第二百五十七回定例会追加提出議案知事説明要旨(平成21年2月)

 ただいま上程されました議案の主なるものについて、その概要を御説明申し上げ、御審議の参考に供したいと思います。

 まず、議案第八十七号「平成二十年度青森県一般会計補正予算案」について御説明いたします。
 今回の補正予算は、県税・地方消費税清算金の大幅な減収に伴い県税市町村交付金等について減額計上することとしたほか、現年発生災害復旧費を中心とする災害公共事業費、青森県特別保証融資制度貸付金や県立病院運営資金貸付金の貸付金等について大幅な減額を行うことといたしました。
 また、予算執行段階において経費の節減等に努めて生じた財源により基金の復元を図るほか、国庫補助事業の事務費の執行状況に関する調査に係る国庫補助金等の返還に要する経費等について所要の予算措置を講ずることといたしました。
 その結果、今回の補正予算額は、歳入歳出とも二百二十五億千百七十余万円の減額となり、これと既決予算額及び今定例会に既に提出しております補正予算額とを合計いたしますと、平成二十年度青森県一般会計の予算規模は、七千百四十四億三千七百七十余万円となります。

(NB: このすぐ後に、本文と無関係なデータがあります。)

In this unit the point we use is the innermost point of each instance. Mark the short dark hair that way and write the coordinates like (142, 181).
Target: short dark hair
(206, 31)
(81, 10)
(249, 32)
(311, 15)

 歳入については、歳出との関連等において、国庫支出金、諸収入、県債等について、それぞれ増減額を調整のうえ計上したほか、県税について六十九億六千四百八十余万円、地方消費税清算金について十一億四千四百五十余万円を、それぞれ減額計上するとともに、道路特定財源の暫定税率の失効期間中における減収を補てんするため交付される地方税等減収補てん臨時交付金八億七千百九十余万円を計上いたしました。
 また、普通交付税については、交付決定額と既計上額との差額三十億千三百二十余万円を計上いたしております。
 以上が、「平成二十年度青森県一般会計補正予算案」の概要であります。

 このほか、上程されました議案についてでありますが、議案第八十八号から議案第九十九号までは、特別会計十件及び企業会計二件の予算補正に係るものであります。
 その他の議案については、各議案の末尾に記載されている提案理由のとおりであります。

 以上、提出議案の概要について御説明申し上げましたが、議事の進行に伴い、御質問に応じ、本職をはじめ関係者から詳細に御説明申し上げたいと思います。
 なにとぞ、慎重御審議のうえ、原案どおり御議決を賜りますようお願い申し上げます。